Agora eu quero ir

362 49 168
                                    


Ir (v.i.)
Sair; deixar algum local: Ela já foi? Não se vá!

Todos os acontecimentos desde o dia em que tudo estava errado pareceu passar em um estalar de dedos, por mais que tivesse passado semanas. Semanas para eu descobrir que o mundo é "bão", Sebastião, que o Brasil não se resume só ao meu estado e que eu não era a única pessoa do planeta. Uma metáfora para eu entender por fim tudo o que Chico tinha falado.

Ok, eu sou a corujinha de gesso que está em cima da mesa. Observo Suzana se expressar com um audível "quê?", sua tia ri da sua surpresa e explica que já chegou a comentar sobre a ideia com os pais dela, Suzana os encara sem entender nada e aguarda que sua tia dê mais detalhes.

O plano é ir para a Alemanha depois da formatura, passar 6 meses aprendendo o idioma e quem sabe trabalhando em alguma empresa na área, fora isso eu... Quer dizer, Suzana poderia realizar o sonho de viajar pela Europa. 6 meses. E então ela poderia voltar para o Brasil com um ótimo currículo e conseguir o emprego que quisesse.

Era como um sonho. Se uma coruja de gesso sonhasse, seria meu sonho também.

Ok, eu sou péssima nisso.

Surtar era tudo o que eu sabia fazer.

─ Eu preciso pensar ─ falei para minha tia.

─ Claro, converse com seus pais e assim que decidirem entre em contato. Acho que pela primeira vez eu tô animada no quesito ser uma madrinha boa.

─ Você é uma ótima madrinha, tia, nem precisava fazer isso por mim.

─ Mas eu quero ─ ela sorriu e eu juro que tentei sorrir também.

Sempre achei que eu abraçaria qualquer oportunidade de me mudar para longe, nem que seja por pouco tempo, já que o Rio de Janeiro é a minha casa. Estava me preparando para morar sozinha depois da formatura, quem sabe fazer um intercâmbio, mas nada que fosse tão real quanto a proposta de ir para a Alemanha. Um país frio, com uma língua um tanto difícil e pessoas incrivelmente bonitas.

Era inacreditável.


Depois de toda aquela agitação, decidi que sentar um pouco na calçada da minha rua seria interessante para que eu pudesse ao menos colocar ordem nos meus pensamentos. Era muita coisa para um dia só... Terminar um namoro, receber um convite para viajar para a Europa. Eu queria, mas era assustador pensar em sair da asa dos meus pais depois de 2 décadas embaixo dela. Fazia tudo dentro do que me era imposto, tinha uma falsa ideia de independência e definitivamente não me sentia pronta. Então, quando eu estaria pronta? Deveria parar de sentir medo e abraçar o meu presente, dar boas vindas ao meu futuro, porém, enquanto eu ainda tivesse um bimestre na faculdade, me permitiria sentir medo.

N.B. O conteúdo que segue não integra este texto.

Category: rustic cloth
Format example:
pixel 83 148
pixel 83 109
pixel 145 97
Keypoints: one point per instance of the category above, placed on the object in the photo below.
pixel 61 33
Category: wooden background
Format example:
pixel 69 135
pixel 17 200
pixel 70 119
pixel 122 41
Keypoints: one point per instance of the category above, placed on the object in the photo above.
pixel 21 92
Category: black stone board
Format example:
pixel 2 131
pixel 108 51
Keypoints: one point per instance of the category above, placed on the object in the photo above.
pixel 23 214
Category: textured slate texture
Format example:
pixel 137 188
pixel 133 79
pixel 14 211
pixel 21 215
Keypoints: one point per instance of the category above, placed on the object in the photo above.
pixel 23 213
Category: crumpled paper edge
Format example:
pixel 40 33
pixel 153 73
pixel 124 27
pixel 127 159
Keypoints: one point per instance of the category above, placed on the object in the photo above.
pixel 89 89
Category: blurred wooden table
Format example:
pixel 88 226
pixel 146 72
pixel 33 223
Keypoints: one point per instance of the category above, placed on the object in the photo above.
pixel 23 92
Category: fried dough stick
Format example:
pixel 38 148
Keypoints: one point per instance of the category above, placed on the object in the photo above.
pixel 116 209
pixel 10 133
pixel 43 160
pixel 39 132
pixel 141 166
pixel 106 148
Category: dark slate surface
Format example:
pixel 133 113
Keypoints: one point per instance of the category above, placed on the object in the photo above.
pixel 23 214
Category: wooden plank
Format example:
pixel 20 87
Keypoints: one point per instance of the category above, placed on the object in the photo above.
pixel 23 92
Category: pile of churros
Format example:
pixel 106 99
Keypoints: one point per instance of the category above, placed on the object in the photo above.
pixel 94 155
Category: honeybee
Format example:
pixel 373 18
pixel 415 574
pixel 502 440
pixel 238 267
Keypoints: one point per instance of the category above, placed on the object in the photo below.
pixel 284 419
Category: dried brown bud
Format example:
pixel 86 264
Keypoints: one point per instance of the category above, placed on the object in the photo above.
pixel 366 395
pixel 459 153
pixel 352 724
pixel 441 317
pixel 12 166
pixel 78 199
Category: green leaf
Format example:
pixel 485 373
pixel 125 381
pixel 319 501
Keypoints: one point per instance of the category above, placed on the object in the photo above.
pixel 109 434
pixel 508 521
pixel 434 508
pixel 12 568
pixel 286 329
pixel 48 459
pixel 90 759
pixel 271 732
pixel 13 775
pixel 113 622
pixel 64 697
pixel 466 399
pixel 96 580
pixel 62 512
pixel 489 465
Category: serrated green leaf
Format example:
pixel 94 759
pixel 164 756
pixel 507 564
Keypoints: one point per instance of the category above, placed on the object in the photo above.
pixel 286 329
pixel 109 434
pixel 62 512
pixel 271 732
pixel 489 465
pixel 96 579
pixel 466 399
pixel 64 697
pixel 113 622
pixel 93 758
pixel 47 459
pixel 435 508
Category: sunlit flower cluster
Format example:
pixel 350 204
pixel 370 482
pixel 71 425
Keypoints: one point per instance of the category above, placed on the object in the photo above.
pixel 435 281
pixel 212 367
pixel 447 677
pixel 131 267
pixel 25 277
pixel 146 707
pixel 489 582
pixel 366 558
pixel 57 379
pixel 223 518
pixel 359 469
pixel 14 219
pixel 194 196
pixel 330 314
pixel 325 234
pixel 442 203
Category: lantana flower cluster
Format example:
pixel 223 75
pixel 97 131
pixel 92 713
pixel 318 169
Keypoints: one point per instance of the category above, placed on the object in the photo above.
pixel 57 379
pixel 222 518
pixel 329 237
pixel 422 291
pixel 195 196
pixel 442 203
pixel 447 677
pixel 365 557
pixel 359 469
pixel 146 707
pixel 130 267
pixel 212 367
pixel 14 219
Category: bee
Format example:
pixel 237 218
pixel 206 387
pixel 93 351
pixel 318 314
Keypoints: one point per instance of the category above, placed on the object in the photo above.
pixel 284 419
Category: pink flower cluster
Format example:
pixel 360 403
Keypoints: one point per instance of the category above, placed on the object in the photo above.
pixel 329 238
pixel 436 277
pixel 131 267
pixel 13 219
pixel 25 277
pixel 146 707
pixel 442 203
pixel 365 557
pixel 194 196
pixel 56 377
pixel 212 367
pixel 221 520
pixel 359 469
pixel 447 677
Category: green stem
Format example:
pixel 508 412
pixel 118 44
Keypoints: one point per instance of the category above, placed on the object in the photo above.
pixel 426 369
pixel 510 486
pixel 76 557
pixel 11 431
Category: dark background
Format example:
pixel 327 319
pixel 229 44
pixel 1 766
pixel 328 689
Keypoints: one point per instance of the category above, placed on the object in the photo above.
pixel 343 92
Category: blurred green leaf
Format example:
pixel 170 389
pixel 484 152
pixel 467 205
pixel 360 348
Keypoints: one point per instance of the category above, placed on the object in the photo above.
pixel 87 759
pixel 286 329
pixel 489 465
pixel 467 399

De repente eu não estava mais sozinha. Felipe se sentou ao meu lado, acendeu um cigarro e o cheiro de erva tomou conta do ambiente. Não liguei, era reconfortante ter pelo menos a companhia e o silêncio de alguém.

Droga, como eu estava profunda.

─ Aconteceu alguma coisa, Su? ─ perguntou.

─ Alguma coisa morreu ─ respondi, olhando para o possível feno que passaria em nossa frente, considerando o quão deserto estava a rua em um domingo a noite.

─ Quem? Teve tiroteio no morro de novo?

Eu ri, não sabia porquê estava rindo, era nossa triste realidade e a gente só podia... Rir?

─ Na verdade foi o meu relacionamento.

Eu chorei. Proferir aquelas palavras tornou aquilo real e doía, mesmo que não houvesse nada a ser feito.